Teamchef Franco Foda hat eine sehr defensive Ansicht vom Fußball, die jedoch überhaupt nicht zum Spielermaterial der österreichischen Nationalmannschaft zusammenpasst. Neun der elf Spieler, die am Mittwochabend gegen Dänemark in der Startaufstellung waren, spielen bei einem Verein, die sehr viel über das Umschaltverhalten und das hohe Pressing kommen. Das heißt, dass viele Spieler jahrelang bei Red Bull Salzburg kickten und weitere Profis wie Alaba oder Trauner bei Mannschaften unter Vertrag stehen, die einen hohen Wert auf das hohe Pressing und das Umschaltverhalten nach Ballverlust haben. Foda setzt diese beiden Aspekte kaum bzw. gar nicht ein, sodass auch in diesem Punkt die Stärken der Spieler minimiert werden.

Hier dazu ein perfektes Beispiel aus dem Spiel gegen Färöer. Österreich verliert den Ball am gegnerischen Strafraum und für Ulmer besteht die Möglichkeit sofort in das Gegenpressing umzuschalten. Allerdings wird er von Foda zurückberufen und ermöglichte den Gegner einen Pass ohne Gegnerdruck.

Hier sah man sehr gut, wie Ulmer die Salzburger Prinzipien verinnerlicht hat und sofort umschaltete. In den Spielen gegen Schottland und Dänemark hatte Österreich nur acht bis neun Rückeroberungen des Balles im letzten Drittel, das ist der Statistikplattform Wyscout zu entnehmen. Nur gegen die Färöer-Inseln war dieser Wert sehr hoch, allerdings war bzw. ist das Inselteam auch um einiges schwächer als die anderen. Im Vergleich dazu die Mannschaften Red Bull Salzburg, Wolfsburg und RB Leipzig. Vor allem die Mannschaften von Red Bull, aber auch der Bundesligist von Cheftrainer Oliver Glasner hatten immer Ballrückeroberungen im letzten Drittel um einen Wert von 20.

Die Wyscout-Plattform gibt zudem noch den Wert „Abfangen“ an. Hierzu zählen Dribblings oder Pässe vom Gegner nach vorne, die daraufhin abgefangen werden. Die Anzahl der abgefangenen Angriffe waren im Vergleich zu den Vereinsmannschaften sehr ähnlich. Es gab jedoch große Unterschiede, wo Angriffe gestoppt oder abgefangen werden. Gegen Schottland und Dänemark lagen zwei bis zehn Prozent der abgefangenen Bälle im letzten Drittel. Die Vereine der jeweiligen Legionäre erzielen dabei Bereiche von 15 bis 30 Prozent.
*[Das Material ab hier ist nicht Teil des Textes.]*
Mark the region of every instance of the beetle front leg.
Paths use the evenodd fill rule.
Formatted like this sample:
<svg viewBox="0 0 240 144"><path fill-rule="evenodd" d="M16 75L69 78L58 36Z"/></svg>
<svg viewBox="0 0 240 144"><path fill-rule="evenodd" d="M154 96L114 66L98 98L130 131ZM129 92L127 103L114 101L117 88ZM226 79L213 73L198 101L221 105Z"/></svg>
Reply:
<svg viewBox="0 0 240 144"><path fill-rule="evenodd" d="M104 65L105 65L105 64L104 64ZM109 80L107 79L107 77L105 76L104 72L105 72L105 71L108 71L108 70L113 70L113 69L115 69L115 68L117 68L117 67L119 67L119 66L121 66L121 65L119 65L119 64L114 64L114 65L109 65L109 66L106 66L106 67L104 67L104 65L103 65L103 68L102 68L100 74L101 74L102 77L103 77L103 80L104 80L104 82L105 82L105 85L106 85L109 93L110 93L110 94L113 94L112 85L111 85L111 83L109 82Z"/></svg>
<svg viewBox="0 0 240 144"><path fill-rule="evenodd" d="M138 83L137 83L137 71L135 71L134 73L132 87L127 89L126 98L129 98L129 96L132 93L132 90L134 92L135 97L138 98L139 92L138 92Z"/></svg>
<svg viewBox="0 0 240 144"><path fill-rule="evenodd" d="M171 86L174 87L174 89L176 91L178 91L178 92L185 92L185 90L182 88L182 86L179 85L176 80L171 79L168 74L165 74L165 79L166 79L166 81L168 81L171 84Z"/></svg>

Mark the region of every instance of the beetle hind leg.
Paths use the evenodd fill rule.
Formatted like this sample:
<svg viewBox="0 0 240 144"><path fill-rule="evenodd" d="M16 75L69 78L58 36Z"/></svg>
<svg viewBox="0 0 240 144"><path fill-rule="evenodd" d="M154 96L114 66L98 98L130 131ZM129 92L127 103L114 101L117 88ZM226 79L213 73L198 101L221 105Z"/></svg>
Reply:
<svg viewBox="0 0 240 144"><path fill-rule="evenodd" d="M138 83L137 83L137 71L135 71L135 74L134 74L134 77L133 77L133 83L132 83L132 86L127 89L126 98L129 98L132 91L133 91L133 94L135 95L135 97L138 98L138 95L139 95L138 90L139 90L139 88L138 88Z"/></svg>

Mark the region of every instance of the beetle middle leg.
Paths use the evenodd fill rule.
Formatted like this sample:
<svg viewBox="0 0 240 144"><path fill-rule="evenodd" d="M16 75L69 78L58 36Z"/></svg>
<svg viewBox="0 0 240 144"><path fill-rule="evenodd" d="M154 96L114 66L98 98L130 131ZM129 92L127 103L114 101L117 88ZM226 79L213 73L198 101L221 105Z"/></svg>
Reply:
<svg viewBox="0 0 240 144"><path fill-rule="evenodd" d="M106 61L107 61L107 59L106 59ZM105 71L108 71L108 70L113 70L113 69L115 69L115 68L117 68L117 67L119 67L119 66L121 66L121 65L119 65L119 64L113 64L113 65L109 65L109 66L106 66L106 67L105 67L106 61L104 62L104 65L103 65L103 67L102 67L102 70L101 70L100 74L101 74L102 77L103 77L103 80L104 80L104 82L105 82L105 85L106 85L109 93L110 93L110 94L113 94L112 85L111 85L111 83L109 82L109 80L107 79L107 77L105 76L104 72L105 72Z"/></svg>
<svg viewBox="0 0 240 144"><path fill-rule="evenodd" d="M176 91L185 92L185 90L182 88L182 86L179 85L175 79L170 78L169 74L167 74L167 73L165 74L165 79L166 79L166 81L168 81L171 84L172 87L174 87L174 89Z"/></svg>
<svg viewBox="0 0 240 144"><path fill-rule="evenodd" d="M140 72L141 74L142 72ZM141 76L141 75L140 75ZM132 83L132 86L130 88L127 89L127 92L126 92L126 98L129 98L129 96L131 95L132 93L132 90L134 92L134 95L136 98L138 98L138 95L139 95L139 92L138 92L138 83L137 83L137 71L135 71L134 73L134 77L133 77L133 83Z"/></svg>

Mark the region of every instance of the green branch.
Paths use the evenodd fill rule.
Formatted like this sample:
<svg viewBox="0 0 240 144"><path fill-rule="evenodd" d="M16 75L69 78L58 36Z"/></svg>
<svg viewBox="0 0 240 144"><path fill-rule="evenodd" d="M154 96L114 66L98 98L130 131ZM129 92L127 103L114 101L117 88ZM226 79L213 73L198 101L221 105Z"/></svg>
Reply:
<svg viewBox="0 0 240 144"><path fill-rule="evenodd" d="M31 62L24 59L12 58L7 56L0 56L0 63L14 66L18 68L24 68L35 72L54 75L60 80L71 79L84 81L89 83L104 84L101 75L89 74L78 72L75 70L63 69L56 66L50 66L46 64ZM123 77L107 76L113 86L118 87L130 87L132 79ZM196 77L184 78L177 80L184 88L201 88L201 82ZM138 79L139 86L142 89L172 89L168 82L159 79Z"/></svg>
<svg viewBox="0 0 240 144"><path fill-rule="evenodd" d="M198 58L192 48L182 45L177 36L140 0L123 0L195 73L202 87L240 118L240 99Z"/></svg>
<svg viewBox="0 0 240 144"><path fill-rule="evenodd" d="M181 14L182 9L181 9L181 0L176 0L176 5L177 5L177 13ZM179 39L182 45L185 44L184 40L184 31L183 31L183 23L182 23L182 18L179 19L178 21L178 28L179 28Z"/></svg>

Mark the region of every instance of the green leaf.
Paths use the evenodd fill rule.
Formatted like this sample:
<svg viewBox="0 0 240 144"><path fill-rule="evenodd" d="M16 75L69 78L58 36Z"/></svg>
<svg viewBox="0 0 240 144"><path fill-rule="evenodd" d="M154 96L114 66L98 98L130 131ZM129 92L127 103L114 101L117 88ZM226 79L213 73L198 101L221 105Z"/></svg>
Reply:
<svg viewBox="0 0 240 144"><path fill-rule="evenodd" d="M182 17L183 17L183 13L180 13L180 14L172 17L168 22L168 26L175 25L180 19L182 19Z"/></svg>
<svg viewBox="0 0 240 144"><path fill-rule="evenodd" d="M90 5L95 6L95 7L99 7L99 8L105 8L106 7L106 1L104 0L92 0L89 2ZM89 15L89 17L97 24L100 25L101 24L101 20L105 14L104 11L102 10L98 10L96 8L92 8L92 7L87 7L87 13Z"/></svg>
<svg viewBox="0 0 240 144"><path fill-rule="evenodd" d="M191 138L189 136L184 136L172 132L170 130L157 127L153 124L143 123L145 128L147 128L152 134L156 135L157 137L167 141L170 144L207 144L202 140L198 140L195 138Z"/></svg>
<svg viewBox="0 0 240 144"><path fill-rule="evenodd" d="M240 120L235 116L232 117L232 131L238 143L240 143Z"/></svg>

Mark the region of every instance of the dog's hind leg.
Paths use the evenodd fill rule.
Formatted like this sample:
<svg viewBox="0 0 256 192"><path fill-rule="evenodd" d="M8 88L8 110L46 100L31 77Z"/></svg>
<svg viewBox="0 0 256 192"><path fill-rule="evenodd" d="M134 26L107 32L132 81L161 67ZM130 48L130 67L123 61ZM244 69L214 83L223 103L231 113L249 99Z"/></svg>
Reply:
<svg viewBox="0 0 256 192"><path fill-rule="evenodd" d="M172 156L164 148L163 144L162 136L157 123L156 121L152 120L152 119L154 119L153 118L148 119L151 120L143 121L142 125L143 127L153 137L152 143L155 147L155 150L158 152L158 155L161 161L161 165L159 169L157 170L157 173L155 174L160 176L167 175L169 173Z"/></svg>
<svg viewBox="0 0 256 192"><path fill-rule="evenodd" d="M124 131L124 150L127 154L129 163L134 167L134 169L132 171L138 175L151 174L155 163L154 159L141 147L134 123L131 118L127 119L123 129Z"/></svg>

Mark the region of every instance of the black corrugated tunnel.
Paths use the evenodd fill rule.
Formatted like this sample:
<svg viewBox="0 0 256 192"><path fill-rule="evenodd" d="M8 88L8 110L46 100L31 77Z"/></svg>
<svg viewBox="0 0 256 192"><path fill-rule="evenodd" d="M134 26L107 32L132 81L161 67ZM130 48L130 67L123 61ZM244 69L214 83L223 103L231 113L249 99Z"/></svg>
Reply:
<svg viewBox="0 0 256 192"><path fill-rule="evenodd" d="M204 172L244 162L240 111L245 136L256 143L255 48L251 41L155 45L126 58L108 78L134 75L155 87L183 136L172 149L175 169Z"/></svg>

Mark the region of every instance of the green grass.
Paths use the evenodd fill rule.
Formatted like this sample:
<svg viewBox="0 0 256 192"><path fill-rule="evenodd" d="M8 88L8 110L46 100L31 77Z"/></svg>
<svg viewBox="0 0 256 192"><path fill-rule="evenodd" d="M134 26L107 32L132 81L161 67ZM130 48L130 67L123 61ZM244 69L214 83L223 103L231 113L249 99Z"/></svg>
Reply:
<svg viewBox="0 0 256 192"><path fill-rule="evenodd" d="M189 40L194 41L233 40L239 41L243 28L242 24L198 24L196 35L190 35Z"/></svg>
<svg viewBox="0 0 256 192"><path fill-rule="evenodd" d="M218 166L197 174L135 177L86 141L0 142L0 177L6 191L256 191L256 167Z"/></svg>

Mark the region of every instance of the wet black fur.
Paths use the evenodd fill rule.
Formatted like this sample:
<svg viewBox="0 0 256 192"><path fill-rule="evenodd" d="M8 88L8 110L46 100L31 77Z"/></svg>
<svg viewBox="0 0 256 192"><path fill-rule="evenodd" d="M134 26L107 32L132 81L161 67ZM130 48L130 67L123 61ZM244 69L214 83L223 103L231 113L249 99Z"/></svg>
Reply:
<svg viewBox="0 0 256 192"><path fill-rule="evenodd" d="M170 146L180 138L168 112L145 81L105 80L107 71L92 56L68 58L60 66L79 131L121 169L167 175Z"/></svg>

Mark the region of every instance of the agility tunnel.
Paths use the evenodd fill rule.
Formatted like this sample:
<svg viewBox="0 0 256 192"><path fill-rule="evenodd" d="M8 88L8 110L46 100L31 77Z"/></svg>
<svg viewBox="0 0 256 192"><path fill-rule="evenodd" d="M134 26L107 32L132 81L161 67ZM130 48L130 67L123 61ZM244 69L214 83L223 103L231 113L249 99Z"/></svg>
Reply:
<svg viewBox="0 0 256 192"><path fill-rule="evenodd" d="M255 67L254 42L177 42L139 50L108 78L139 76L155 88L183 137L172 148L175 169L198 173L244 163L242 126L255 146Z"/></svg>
Durch diese Szene und die angegebenen Statistiken könnte man schlussfolgern, dass Foda durch sein passives Spiel nicht zum Spielermaterial der Nationalelf passt.

 

3 Spiele in 7 Tagen? Von Frische ist hier nicht zu reden

Aufgrund der Corona-Pandemie wurde der Spielplan in beinahe jeder Liga enger zusammengeführt. Das heißt, dass in kürzerer Zeit mehr Spiel durchgeführt werden mussten und die Profis auch weniger Pausen hatten. Zwar meinte Foda nach dem Spiel, dass "es nichts mit der Frische zu tun“ hatte, allerdings mussten mehrere Spieler in sieben Tagen drei Spiele bestreiten, nachdem sie schon mehrere Monate einige englische Wochen hinter sich haben. Hier wäre, wie es Dänemark gemacht hatte, eine größere Rotation der Startelf gegen die Färöer vorteilhaft gewesen.

Die österreichische Nationalmannschaft muss mit nur vier Punkten aus drei Spielen in die WM-Qualifikation starten. Auch nach diesem Lehrgang hagelte es mehr als berechtigte Kritik Richtung ÖFB und Franco Foda. Zwar ist der Punkteschnitt vom jetzigen Teamchef einer der besten, allerdings passt diese Spielweise nicht mit dem Spielermaterial zusammen und möglicherweise könnten die Ergebnisse und Erfolge mit dieser „goldenen Generation“ noch besser ausfallen.